Oh crikey… this has reminded me why I stay in with a nice cuppa tea and Strictly Come Dancing…
Sx
H: Yes, what a set of associations. Trina will never be my “partner".
UB: Thanks. I hope you might have occasion to compliment someone by describing her as callipgean.
DF: I relieved when she at least had the presence of mind to go home before the waterworks started.
S: Strictly and a cup of tea? Think I prefer pub bores! (Sorry about not having had you on the blogroll–apologies for that, as I do read you).
You do seem to line these people up. When I drank in pubs I never had conversations like that but then I avoided most people. However along with TSB I can’t believe you didn’t make a play but that no doubt says more about my fantasies than anything else! :-)

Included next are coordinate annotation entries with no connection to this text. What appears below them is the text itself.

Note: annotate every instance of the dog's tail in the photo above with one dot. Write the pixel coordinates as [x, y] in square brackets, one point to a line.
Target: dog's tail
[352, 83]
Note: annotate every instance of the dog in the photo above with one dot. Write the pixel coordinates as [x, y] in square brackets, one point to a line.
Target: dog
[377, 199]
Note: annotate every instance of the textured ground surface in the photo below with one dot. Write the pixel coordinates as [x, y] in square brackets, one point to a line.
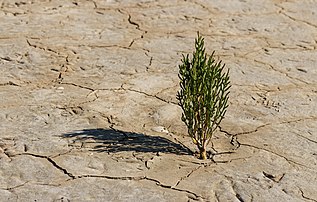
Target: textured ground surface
[88, 109]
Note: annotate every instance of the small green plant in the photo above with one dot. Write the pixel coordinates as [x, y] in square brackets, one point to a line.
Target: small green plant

I would say ’sounds like you had a narrow escape’, but actually it sounds like you were all too aware of where that particular path could have led, and very sensibly decided not to tread there.

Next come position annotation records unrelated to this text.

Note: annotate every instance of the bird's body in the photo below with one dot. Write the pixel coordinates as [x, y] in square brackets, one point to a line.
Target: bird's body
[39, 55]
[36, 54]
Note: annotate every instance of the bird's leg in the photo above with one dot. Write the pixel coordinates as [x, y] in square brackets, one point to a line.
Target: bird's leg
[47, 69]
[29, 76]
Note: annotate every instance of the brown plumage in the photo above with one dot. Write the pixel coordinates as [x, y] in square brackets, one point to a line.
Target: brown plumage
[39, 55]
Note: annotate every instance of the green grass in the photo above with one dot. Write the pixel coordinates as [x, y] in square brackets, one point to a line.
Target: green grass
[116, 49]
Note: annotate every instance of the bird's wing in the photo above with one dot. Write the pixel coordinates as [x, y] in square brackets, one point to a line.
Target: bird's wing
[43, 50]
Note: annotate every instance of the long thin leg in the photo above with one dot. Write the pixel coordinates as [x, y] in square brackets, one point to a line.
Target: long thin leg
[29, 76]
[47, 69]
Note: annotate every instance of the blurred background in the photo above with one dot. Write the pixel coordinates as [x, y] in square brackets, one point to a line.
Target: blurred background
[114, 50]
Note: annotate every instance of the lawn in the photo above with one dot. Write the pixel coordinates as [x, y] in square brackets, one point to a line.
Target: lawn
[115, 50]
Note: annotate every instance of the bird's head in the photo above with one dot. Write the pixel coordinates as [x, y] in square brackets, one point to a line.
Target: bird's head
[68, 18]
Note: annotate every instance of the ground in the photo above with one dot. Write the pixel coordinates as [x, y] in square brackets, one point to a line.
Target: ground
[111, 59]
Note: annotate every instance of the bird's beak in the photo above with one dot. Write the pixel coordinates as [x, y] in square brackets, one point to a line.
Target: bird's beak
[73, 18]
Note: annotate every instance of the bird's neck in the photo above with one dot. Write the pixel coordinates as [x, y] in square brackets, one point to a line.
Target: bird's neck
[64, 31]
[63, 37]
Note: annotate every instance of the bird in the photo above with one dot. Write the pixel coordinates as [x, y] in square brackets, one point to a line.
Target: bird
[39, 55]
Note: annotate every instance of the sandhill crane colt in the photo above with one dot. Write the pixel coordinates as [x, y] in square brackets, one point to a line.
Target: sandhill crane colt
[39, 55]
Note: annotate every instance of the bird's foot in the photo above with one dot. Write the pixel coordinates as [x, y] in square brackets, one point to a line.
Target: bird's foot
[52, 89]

There’s a Blondy in every pub in the UK, probably.
F: It’s all part of life. And the overwhelming majority of conversations I have in pubs are enjoyable and interesting. A lot of it was she can’t handle drink. She was more interesting when she hadn’t had so much. And I would never have tried to have sex with Blondy! Why would I. I’ve got a lovely girlfriend with big tits and big words. What a combo!
KK: It would have been a night of her blathering on endlessly about her problems, crying, drinking more, reminding me where she’s been living, and what her “philosophy” is. If I’m going to do that I want 30K / year plus double time for nights.